What are the types of export risks?

Political risk

Geopolitical risk, also known as political risk, occurs when a country's government unexpectedly changes its policies, which now negatively affects foreign companies. These policy changes may include things like trade barriers that restrict or prevent international trade.

Some governments will demand additional funds or tariffs in exchange for the right to export items into their home countries. Tariffs and quotas are used to protect domestic producers from foreign competition. It can also have a huge impact on an organization's profits, as it either reduces revenue taxed on exports or limits the amount of revenue that can be earned.

Legal Risk

Laws and regulations vary around the world. What is common practice in one country may not be so in another. As a result, exporting companies may face legal issues related to many areas of business, including customs, contracts, currency, and liability and intellectual property rights related to the products they sell.

One of the best ways to mitigate export legal risk is to engage legal counsel located in a particular country jurisdiction or with proven expertise in dealing with local laws. The last thing a company wants to do is get into a protracted legal battle in an unfamiliar country with local legal issues. Relying on trusted legal counsel can largely avoid or even anticipate and proactively handle potential legal issues.

Economic risk

In markets with less stable economies, consider the possibility of economic changes that could affect your export business.

High inflation

High inflation could mean customers can't pay their invoices on time, or potential customers will be interested in extending their credit terms. The worst-case scenario of high inflation could lead to hyperinflation, which in turn could lead to economic collapse. Sold only on safe terms to avoid default.

Exchange rate fluctuations

The exchange rate is the level at which a country's currency can be exchanged for another. It fluctuates continuously throughout the day, with closing prices for buying and selling published at the end of the day. You can eliminate any exchange rate risk by always selling in GBP.

Your customers may insist on paying in foreign currency. Make sure this is a freely convertible major currency. When you invoice in another currency, you can limit your exposure by fixing the exchange rate using forward foreign exchange contracts. This is a process where you basically determine the current exchange rate to use at a future date. You can discuss this with your bank, or read more about export invoice currency.

Foreign exchange control

The government can impose foreign exchange controls on the buying and selling of local currencies. Today, the countries with foreign exchange controls are mostly emerging markets.

The impact on UK exporters could be delayed payments as the country's central bank won't release foreign currency. Often, these controls lead to a black market in currencies, with two exchange rates: an official market rate and an unofficial market rate. The difference from the official exchange rate is known as the black market premium.

A distinction should be made between situations where the country's central bank is only causing delays, and areas where there are local problems leading to export invoicing and widespread smuggling. You should not engage in any conduct that violates the laws of this market or violates bribery, as the penalties can be severe.

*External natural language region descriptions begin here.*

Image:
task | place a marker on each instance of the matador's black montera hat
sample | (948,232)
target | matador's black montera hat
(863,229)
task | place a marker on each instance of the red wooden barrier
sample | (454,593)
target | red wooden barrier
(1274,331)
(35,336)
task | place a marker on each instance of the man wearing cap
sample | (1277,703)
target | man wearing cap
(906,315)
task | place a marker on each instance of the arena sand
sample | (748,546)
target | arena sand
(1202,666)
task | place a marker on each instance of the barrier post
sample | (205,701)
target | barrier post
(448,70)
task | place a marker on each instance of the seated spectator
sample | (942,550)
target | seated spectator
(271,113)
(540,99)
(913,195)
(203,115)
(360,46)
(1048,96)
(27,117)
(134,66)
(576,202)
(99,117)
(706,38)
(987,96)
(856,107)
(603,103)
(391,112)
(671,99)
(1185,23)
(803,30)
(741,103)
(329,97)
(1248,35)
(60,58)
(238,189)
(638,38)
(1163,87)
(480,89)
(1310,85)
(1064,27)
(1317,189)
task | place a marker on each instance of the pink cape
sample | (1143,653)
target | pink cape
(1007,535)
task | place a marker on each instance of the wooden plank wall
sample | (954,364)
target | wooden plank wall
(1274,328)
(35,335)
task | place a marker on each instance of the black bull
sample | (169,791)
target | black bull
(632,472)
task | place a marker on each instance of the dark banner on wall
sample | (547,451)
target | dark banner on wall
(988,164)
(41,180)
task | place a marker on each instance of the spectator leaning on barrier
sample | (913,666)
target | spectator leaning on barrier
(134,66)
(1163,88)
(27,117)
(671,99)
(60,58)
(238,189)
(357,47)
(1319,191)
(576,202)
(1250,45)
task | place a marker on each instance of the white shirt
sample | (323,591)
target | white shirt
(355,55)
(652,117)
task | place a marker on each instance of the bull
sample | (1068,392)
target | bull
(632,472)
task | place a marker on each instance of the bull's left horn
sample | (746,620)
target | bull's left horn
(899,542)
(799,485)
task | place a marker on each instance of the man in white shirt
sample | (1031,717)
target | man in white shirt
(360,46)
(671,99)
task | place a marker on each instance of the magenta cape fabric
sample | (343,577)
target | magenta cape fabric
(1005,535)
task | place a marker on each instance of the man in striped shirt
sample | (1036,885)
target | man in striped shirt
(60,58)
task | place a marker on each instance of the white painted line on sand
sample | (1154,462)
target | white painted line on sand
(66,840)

Shipping and Logistics Risk

Making an export sale is just the beginning of the process. Goods sold now need to be delivered to customers in a timely and safe manner. This is where exporters may encounter a range of shipping and logistics risks, which may vary depending on the goods being shipped and shipping requirements. Some items require refrigeration, must not be exposed to excessive heat or cold, or have a shelf life. Other items are very fragile and require careful handling or must be assembled before delivery to the customer. All shipments must be tracked. If something goes wrong, the buyer may try to negotiate a price reduction or reject the shipment altogether.

Reducing transport and logistics risks often involves quality control and careful tracking procedures throughout the process. Specialized transportation and logistics companies can also bring expertise to the job, and some insurance companies provide coverage for damages caused by delays and problems in transit.

Language and cultural risk

Doing business with importers and customers in another country requires a certain level of trust. Differences in language, culture, religion and many other aspects of life require careful handling. For example, when exporters and their customers speak different languages, important details and nuances can be lost in translation.

Different cultural practices affect everything from "normal business hours" to ethical behavior to whether customers are willing to buy a product. In many areas, well-meaning exporters can unknowingly create tensions or offend customers, government officials and others important to timely product shipments and other aspects of the business.

The best way to prevent such problems is to have employees who speak the local language or have experience living in a particular culture or region. Additionally, exporters can focus on building local business relationships in the countries where their products are imported to help resolve issues and increase the exporter’s local connections and presence.

Quality risk

Customers may complain about the quality of these products once the goods are shipped. This may be a genuine objection based on the buyer's specific requirements and expectations. It could also be a way for buyers to gain leverage and negotiate discounts on shipped products after the fact.

One way to deal with quality risk is to hire an independent third party to inspect the shipment before it is shipped. If this is not possible, the exporter can send samples to the importer or end customer so that they can inspect the product themselves and determine if the quality is acceptable before any order is shipped.